By Sean Walker – Collegiate Staff
If I had to sum “Interstellar” up in one sentence, I’d say it’s a movie designed to hurt your brain with its confusing plot line, but that would barely do the film justice.
To understand the entirety of “Interstellar,” one has to examine every aspect of the movie and essentially put the whole puzzle together as the film goes along.
But before I get ahead of myself, allow me to set the scene: “Interstellar” begins at some point in the future where Earth is no longer habitual for the human race, with NASA scientists trying to find a new planet that can support life as a means of relocating humanity.
NASA’s leaders, Professor Brand (Michael Caine) and his daughter Amelia (Anne Hathaway) have discovered a wormhole that leads, in theory, to another galaxy, so they recruit ex-astronaut Cooper (Matthew McConaughey) to lead an expedition into the wormhole to find a life-supporting planet.

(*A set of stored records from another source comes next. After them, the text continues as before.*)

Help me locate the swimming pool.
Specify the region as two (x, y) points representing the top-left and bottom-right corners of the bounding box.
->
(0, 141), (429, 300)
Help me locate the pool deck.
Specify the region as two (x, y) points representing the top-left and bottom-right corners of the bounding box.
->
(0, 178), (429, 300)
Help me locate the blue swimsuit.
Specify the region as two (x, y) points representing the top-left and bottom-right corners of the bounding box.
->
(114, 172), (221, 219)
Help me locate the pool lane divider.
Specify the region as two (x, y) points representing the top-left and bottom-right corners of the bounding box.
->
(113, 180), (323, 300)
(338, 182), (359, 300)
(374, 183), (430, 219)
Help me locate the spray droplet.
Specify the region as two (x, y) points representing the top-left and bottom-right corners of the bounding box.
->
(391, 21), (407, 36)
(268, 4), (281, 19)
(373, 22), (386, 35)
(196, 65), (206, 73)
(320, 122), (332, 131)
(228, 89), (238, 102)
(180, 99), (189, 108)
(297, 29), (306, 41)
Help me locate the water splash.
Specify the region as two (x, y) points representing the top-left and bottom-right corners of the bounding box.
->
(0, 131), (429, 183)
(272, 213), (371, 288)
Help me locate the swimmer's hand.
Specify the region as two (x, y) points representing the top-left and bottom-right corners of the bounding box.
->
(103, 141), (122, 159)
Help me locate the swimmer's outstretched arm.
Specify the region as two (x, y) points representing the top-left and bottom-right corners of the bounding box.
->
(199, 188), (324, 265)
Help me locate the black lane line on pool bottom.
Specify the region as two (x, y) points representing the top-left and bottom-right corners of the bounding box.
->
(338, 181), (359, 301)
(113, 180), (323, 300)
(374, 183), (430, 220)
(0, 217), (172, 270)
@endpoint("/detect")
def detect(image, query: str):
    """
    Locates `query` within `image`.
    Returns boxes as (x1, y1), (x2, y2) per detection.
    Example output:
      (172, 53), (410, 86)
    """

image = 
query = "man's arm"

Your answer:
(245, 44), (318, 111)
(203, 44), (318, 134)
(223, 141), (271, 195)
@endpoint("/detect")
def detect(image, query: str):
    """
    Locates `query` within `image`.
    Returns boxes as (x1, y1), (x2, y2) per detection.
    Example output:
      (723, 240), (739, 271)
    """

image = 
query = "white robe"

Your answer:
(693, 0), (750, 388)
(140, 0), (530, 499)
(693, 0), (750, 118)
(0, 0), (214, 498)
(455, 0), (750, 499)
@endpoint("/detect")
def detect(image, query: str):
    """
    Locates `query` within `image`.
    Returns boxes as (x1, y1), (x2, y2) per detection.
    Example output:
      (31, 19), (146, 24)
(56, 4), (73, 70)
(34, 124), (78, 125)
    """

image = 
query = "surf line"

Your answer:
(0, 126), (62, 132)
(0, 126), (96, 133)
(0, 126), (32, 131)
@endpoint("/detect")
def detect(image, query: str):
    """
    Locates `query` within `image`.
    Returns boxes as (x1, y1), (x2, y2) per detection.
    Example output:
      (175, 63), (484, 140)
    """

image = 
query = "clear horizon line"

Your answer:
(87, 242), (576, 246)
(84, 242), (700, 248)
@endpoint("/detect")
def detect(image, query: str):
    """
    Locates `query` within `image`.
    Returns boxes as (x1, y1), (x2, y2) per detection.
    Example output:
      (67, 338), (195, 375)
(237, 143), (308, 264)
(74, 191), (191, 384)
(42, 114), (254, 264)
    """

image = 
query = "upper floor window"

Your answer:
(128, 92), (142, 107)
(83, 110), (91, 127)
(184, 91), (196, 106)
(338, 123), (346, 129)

It’s an interesting concept, yes, and the movie explores it quite succinctly. Unfortunately, the film gets a little dragged down by various subplots that don’t make sense until the very end of the film.
As Cooper and Amelia explore new planets, time for them goes much slower than it does back on Earth; several years pass by and Cooper’s children grow up without him.
Professor Brand struggles to complete a problem that has been troubling him for years, while Cooper and Amelia face perils they could have only imagined back home.
The flaw is that these subplots tend to feel less like necessary elements and more like baggage that slows the narrative down; and while all these subplots will make sense once the film is over, it’s frustrating to put the whole picture together as you go along.
What saves the film is the cast. McConaughey and Hathaway lead the charge with the same emotion and charisma that they are famous for, and Caine portrays the fatherly figure of the film with just the right touch of charm.
Another big plus is the superb supporting cast that backs them up, led by Jessica Chastain and Mackenzie Foy who both portray Cooper’s daughter, Murph, at different ages.
The visual effects of the film present a look at space that reminds audience members of last year’s “Gravity.” Visuals of unknown planets with landscapes of ice and waves as big as mountains make for an intense surfing party for Cooper and Amelia.
At its best, “Interstellar” is a slow-going ride that requires you to pay attention to every detail, with big-name stars leading the story to keep things interesting.
It may not be quite as enjoyable as any other Matthew McConaughey movie, but it can hardly be called a failure.